Padermchai rejects wage compo request

Employers must bear pay hike costs alone

The government has ruled out setting up a 50-billion-baht fund to help businesses cope with the recent minimum wage hike.

Labour Minister Padermchai Sasomsap said Friday the government had rejected a request from the private sector to set up the compensation fund using public money.

Mr Padermchai made the comments yesterday after meeting Deputy Prime Minister and Finance Minister Kittiratt Na-Ranong at Government House.

The daily minimum wage was increased to 300 baht nationwide on Tuesday. The policy has been in place in seven pilot provinces, including Bangkok, since April last year.

Labour Minister Padermchai Sasomsap (Photo by Pattanapong Hirunard)
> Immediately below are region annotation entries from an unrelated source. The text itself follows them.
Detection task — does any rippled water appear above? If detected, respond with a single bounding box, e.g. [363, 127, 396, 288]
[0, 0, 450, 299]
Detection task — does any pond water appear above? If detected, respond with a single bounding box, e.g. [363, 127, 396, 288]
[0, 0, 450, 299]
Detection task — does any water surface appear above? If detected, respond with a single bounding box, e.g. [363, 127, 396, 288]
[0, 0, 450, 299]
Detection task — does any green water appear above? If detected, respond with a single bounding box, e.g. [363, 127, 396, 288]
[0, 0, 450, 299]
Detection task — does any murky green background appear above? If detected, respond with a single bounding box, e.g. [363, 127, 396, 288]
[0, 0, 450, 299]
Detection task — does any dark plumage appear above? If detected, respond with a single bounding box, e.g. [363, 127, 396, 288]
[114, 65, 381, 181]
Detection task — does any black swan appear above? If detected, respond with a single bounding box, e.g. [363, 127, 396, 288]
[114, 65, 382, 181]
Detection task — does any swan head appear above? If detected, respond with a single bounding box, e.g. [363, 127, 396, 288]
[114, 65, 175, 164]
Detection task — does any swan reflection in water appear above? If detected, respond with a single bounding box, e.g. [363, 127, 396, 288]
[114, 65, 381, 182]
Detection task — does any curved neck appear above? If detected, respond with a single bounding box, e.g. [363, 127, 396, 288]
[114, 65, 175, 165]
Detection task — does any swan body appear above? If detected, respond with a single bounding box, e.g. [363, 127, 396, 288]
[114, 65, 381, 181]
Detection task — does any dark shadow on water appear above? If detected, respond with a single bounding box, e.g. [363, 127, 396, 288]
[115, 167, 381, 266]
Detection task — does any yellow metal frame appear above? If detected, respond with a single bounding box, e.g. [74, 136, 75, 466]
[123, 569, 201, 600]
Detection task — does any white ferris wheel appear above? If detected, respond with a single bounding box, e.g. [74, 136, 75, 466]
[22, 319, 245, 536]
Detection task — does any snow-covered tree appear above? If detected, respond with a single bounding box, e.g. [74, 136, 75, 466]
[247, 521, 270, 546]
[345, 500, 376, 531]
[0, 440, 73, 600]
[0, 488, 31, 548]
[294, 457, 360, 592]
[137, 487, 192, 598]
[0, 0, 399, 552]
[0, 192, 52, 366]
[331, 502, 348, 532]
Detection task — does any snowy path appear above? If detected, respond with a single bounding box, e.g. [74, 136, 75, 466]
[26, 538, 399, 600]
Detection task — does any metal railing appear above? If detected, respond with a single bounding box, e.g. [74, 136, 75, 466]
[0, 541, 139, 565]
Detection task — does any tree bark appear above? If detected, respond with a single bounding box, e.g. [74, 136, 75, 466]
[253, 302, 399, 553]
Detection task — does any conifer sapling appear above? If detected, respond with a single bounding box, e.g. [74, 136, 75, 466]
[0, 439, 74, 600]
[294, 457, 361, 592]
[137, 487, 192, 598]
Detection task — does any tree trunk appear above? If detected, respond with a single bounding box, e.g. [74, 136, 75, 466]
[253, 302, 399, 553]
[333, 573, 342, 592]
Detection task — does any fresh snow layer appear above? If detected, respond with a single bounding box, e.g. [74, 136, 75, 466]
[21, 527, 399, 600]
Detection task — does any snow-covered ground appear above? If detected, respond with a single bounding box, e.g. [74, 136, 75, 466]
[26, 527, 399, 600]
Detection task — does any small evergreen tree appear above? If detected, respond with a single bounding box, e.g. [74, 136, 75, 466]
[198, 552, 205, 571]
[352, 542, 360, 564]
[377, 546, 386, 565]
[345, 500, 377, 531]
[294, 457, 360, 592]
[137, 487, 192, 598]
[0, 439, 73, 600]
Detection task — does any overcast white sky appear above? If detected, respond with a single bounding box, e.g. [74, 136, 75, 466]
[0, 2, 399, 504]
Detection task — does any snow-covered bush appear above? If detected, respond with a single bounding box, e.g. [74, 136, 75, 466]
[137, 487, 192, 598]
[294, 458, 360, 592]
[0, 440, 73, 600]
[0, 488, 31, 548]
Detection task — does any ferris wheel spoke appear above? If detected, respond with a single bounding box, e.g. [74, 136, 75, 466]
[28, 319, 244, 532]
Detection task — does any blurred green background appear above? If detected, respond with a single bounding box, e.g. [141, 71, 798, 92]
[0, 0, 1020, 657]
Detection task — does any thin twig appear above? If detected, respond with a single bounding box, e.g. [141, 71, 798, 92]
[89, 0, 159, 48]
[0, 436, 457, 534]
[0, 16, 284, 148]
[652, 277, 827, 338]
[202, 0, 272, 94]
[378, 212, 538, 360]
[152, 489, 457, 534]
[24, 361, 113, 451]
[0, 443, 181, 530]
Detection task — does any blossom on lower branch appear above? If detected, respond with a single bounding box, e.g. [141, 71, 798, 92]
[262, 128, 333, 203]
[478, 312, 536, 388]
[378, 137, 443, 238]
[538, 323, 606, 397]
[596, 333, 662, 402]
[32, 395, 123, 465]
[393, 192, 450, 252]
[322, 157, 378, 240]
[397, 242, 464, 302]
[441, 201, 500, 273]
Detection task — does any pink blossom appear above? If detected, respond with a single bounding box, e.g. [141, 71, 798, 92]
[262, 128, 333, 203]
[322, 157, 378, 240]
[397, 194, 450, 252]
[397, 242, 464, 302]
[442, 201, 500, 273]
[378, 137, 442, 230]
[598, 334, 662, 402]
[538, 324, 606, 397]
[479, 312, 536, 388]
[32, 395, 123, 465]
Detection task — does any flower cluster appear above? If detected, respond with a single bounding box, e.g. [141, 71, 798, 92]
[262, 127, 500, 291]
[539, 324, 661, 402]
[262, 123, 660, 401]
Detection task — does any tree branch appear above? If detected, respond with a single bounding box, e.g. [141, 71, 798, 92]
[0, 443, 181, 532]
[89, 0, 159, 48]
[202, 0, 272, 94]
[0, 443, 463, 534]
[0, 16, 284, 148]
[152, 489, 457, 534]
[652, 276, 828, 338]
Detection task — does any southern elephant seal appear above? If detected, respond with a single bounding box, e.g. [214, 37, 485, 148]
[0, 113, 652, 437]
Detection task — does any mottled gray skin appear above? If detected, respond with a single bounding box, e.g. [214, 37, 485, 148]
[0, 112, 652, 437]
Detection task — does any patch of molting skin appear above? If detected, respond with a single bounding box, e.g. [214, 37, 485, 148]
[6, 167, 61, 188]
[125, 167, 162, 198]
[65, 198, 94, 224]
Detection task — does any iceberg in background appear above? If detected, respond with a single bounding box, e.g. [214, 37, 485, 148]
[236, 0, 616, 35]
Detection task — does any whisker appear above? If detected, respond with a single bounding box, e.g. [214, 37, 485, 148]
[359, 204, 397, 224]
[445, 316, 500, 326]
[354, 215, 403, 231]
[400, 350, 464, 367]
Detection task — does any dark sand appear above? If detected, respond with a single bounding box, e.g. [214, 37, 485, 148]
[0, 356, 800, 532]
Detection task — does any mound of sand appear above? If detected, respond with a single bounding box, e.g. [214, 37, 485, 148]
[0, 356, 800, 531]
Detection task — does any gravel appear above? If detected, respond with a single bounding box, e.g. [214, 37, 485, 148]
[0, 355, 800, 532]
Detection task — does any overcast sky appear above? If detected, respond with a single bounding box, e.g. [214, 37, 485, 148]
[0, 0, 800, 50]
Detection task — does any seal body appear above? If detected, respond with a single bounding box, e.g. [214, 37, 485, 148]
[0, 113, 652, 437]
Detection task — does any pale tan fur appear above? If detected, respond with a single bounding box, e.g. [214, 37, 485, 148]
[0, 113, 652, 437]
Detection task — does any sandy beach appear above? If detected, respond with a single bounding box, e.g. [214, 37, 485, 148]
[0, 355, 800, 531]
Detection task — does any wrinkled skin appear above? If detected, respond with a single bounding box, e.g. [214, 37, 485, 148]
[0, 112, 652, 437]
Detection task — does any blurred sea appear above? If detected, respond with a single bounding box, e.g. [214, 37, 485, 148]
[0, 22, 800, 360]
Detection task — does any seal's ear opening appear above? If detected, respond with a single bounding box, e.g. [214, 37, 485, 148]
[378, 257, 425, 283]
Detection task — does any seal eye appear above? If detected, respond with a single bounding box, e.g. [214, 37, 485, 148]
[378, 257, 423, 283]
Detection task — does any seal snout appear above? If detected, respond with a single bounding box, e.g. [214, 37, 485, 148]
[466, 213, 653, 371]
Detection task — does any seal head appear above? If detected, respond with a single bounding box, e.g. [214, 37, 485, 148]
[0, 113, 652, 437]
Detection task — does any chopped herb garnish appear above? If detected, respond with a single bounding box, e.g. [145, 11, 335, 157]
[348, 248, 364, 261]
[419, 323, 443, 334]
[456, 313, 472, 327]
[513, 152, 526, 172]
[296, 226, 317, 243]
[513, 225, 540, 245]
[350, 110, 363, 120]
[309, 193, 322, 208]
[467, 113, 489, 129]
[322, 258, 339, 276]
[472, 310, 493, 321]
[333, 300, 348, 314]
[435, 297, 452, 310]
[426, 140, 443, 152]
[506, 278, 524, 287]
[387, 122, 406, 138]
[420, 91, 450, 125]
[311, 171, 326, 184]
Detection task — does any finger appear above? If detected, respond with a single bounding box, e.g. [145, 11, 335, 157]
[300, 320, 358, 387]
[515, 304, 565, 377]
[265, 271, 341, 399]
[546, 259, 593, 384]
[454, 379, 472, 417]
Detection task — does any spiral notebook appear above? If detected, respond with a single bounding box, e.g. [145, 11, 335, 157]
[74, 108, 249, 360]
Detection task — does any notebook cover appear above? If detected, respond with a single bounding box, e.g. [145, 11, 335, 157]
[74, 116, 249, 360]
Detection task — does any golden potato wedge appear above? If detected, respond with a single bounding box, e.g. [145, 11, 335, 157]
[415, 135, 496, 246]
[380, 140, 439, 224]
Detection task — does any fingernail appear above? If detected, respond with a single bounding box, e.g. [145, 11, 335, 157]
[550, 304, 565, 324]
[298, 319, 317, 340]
The government still wants at least three months to assess the consequences of the nationwide policy, at which point it will reconsider measures to help businesses, Mr Padermchai said.

The joint committee of the Federation of Thai Industries, the Chamber of Commerce, and the Thai Bankers' Association had proposed the compensation fund to help ease the impacts of the wage hike. The committee argued that small and medium-sized businesses (SMEs) would be particularly hard-hit by higher labour costs, and needed government help.

The fund was one of 27 measures which the committee proposed to help ease the wage rise burden.

Mr Padermchai said the government had now agreed to 16 of those measures. Of them, 11 are measures that were already in place in the seven pilot provinces. These measures will be extended for another year across all provinces.

The measures include a cut in employers' contributions to the Social Security Fund from 5% to 4%, as well as tax cuts equal to one and a half times the added labour expenses resulting from the wage hike plus two times the cost of skills training expenses.

Mr Padermchai said the government has finalised five more steps which will go before the cabinet on Tuesday.

They are a three-year, 50% cut in fees which authorities collect from small- and medium-sized hotels, developing skills training clinics at education outlets and workplaces, increasing the budget for state agencies to hold seminars, promoting caravans of cheap goods, and cutting the withholding tax for SMEs from 3% to 2%, which would result in a cut of 20 billion baht in state revenue.